Deze stelling is een herneming van het eerste deel van het scholium bij de 20ste stelling. Daar werd gesteld dat er geen gemoedstoestand is die direct tegengesteld is aan de liefde tot de substatie en waardoor die liefde zou kunnen vernietigd worden. Maar in de eerste sectie van het vijfde deel van de Ethica, dat met dat scholium wordt afgesloten, gaat het inderdaad om de liefde tot de substantie als een gemoedstoestand, die niet door een andere, tegengestelde en krachtigere gemoedstoestand kan vernietigd worden, omdat de oorzaak van de blijdschap en het object van de liefde de substantie.

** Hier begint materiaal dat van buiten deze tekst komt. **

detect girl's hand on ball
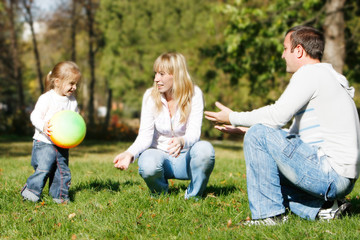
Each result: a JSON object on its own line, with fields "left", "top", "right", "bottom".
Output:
{"left": 43, "top": 121, "right": 52, "bottom": 136}
{"left": 113, "top": 152, "right": 133, "bottom": 170}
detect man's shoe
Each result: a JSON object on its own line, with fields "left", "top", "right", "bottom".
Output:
{"left": 241, "top": 214, "right": 288, "bottom": 226}
{"left": 317, "top": 199, "right": 352, "bottom": 220}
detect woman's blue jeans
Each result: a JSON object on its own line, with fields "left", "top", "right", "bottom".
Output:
{"left": 138, "top": 141, "right": 215, "bottom": 199}
{"left": 244, "top": 124, "right": 355, "bottom": 220}
{"left": 22, "top": 140, "right": 71, "bottom": 202}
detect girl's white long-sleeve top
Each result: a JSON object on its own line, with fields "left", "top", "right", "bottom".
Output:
{"left": 229, "top": 63, "right": 360, "bottom": 179}
{"left": 30, "top": 89, "right": 79, "bottom": 144}
{"left": 127, "top": 86, "right": 204, "bottom": 159}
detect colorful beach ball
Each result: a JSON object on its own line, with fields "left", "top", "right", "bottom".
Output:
{"left": 49, "top": 110, "right": 86, "bottom": 148}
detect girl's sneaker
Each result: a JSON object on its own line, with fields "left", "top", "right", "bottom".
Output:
{"left": 21, "top": 187, "right": 40, "bottom": 202}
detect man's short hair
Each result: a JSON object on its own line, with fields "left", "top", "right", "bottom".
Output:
{"left": 286, "top": 26, "right": 325, "bottom": 61}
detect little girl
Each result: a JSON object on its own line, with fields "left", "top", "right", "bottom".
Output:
{"left": 21, "top": 61, "right": 81, "bottom": 204}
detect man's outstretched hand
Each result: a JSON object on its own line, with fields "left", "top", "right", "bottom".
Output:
{"left": 204, "top": 102, "right": 233, "bottom": 125}
{"left": 215, "top": 125, "right": 248, "bottom": 135}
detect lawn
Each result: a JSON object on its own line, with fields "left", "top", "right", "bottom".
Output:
{"left": 1, "top": 137, "right": 360, "bottom": 239}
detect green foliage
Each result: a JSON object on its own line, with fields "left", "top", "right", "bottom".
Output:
{"left": 2, "top": 139, "right": 360, "bottom": 239}
{"left": 97, "top": 0, "right": 219, "bottom": 117}
{"left": 345, "top": 1, "right": 360, "bottom": 106}
{"left": 205, "top": 0, "right": 325, "bottom": 112}
{"left": 2, "top": 0, "right": 360, "bottom": 138}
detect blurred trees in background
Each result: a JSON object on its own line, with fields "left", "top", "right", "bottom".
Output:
{"left": 0, "top": 0, "right": 359, "bottom": 140}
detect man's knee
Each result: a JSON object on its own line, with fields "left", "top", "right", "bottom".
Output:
{"left": 245, "top": 124, "right": 267, "bottom": 139}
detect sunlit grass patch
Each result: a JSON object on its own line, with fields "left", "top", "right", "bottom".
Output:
{"left": 1, "top": 138, "right": 360, "bottom": 239}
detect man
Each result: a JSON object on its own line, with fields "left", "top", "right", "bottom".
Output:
{"left": 205, "top": 25, "right": 360, "bottom": 225}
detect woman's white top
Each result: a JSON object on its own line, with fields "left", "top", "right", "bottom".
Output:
{"left": 127, "top": 86, "right": 204, "bottom": 159}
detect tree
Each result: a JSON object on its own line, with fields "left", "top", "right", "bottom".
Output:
{"left": 6, "top": 0, "right": 26, "bottom": 114}
{"left": 82, "top": 0, "right": 99, "bottom": 129}
{"left": 323, "top": 0, "right": 346, "bottom": 74}
{"left": 22, "top": 0, "right": 44, "bottom": 93}
{"left": 97, "top": 0, "right": 218, "bottom": 117}
{"left": 70, "top": 0, "right": 78, "bottom": 62}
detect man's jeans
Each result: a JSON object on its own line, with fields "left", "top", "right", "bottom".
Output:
{"left": 244, "top": 124, "right": 355, "bottom": 220}
{"left": 22, "top": 140, "right": 71, "bottom": 202}
{"left": 138, "top": 141, "right": 215, "bottom": 199}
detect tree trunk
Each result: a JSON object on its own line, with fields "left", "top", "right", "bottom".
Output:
{"left": 322, "top": 0, "right": 346, "bottom": 74}
{"left": 9, "top": 0, "right": 25, "bottom": 114}
{"left": 23, "top": 0, "right": 44, "bottom": 93}
{"left": 70, "top": 0, "right": 77, "bottom": 62}
{"left": 84, "top": 0, "right": 96, "bottom": 128}
{"left": 103, "top": 86, "right": 112, "bottom": 133}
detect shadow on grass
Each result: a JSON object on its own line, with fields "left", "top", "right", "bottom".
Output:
{"left": 71, "top": 139, "right": 132, "bottom": 156}
{"left": 166, "top": 183, "right": 238, "bottom": 197}
{"left": 350, "top": 197, "right": 360, "bottom": 215}
{"left": 205, "top": 184, "right": 239, "bottom": 197}
{"left": 69, "top": 178, "right": 141, "bottom": 201}
{"left": 0, "top": 144, "right": 33, "bottom": 157}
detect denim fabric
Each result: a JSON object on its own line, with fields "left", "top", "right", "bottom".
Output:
{"left": 138, "top": 141, "right": 215, "bottom": 199}
{"left": 244, "top": 124, "right": 355, "bottom": 220}
{"left": 22, "top": 140, "right": 70, "bottom": 202}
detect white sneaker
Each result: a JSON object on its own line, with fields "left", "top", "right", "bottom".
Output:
{"left": 242, "top": 215, "right": 288, "bottom": 226}
{"left": 317, "top": 200, "right": 352, "bottom": 220}
{"left": 21, "top": 187, "right": 40, "bottom": 202}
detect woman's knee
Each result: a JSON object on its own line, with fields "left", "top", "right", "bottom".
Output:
{"left": 138, "top": 149, "right": 164, "bottom": 179}
{"left": 190, "top": 141, "right": 215, "bottom": 168}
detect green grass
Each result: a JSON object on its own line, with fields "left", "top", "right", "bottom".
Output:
{"left": 1, "top": 138, "right": 360, "bottom": 239}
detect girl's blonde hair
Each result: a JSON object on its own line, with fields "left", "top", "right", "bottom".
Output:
{"left": 45, "top": 61, "right": 81, "bottom": 92}
{"left": 151, "top": 52, "right": 194, "bottom": 123}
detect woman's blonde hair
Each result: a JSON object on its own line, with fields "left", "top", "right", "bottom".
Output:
{"left": 151, "top": 52, "right": 194, "bottom": 123}
{"left": 45, "top": 61, "right": 81, "bottom": 92}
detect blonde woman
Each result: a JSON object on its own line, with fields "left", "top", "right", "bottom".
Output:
{"left": 113, "top": 52, "right": 215, "bottom": 199}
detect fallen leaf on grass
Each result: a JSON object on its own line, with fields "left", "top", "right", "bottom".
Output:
{"left": 207, "top": 193, "right": 217, "bottom": 198}
{"left": 68, "top": 213, "right": 76, "bottom": 219}
{"left": 227, "top": 219, "right": 232, "bottom": 227}
{"left": 137, "top": 212, "right": 143, "bottom": 219}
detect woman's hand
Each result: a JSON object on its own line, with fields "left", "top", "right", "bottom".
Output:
{"left": 113, "top": 152, "right": 134, "bottom": 170}
{"left": 168, "top": 137, "right": 184, "bottom": 158}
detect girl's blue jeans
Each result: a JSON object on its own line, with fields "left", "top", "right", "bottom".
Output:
{"left": 138, "top": 141, "right": 215, "bottom": 199}
{"left": 244, "top": 124, "right": 355, "bottom": 220}
{"left": 22, "top": 140, "right": 71, "bottom": 202}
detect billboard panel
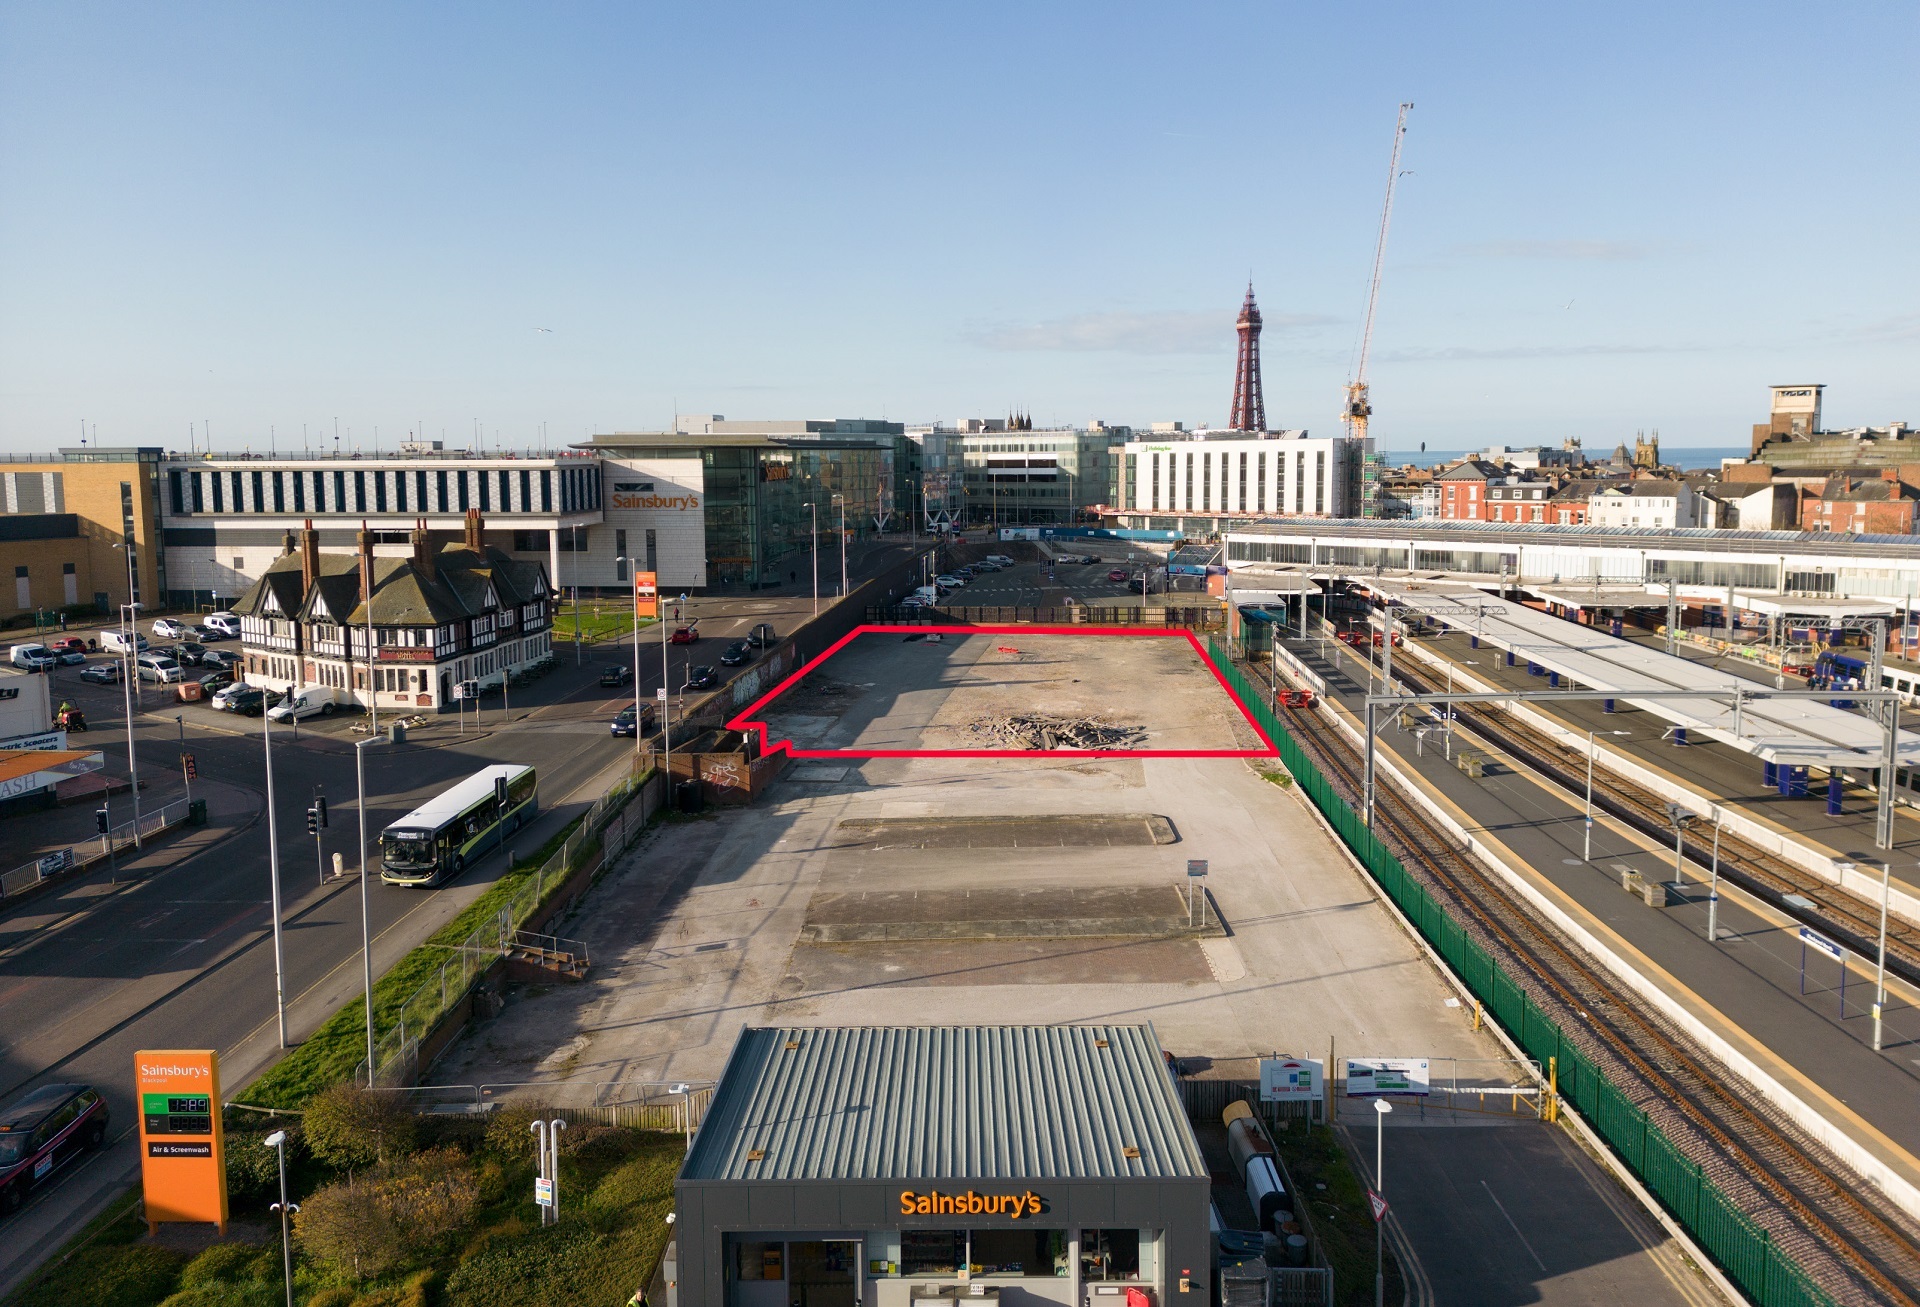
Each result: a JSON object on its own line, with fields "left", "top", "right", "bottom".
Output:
{"left": 1259, "top": 1057, "right": 1323, "bottom": 1102}
{"left": 1343, "top": 1057, "right": 1430, "bottom": 1097}
{"left": 634, "top": 571, "right": 659, "bottom": 619}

Hetzelfde wordt nu gezegd van de intellectuele liefde tot God, dat wil zeggen tot de substantie. De natuur of de essentie van het gemoed is denken en alle adequaat denken gaat terug op de natuur of de essentie van de substantie; in zover is het gemoed ‘een eeuwige waarheid’, namelijk doordat het in staat is zichzelf en het universum te beschouwen onder het aspect van eeuwigheid en doordat ook de liefde die uit het gemoed ontstaat eeuwig is. Als er dus iets zou bestaan dat tegengesteld is aan die liefde, zou dat tegengesteld zijn aan de eeuwige waarheid. Door de waarheid van de liefde op te heffen, zou de waarheid opgeheven worden, dat wil zeggen onwaar worden, wat een contradictio in terminis is. Er is niets dat de waarheid in onwaarheid kan veranderen; het gemoed is een waarheid in zover het beschouwd wordt onder een aspect van eeuwigheid en in staat is tot de intellectuele liefde tot de substantie; dus kan die liefde niet opgeheven worden door iets dat eraan tegengesteld is en krachtiger.Het enige axioma van het vierde deel lijkt daarmee in tegenspraak te zijn: er bestaat altijd iets dat over meer macht en meer kracht beschikt dan iets anders. Juist, zegt Spinoza, maar daar ging het uitsluitend over singuliere zaken, die zich bevinden in ruimte en tijd en in zover blijft dat axioma uiteraard vanzelfsprekend. Hier gaat het daarentegen over het eeuwige en het tijdloze, dat zich niet laat verklaren door de categorieën van ruimte en tijd.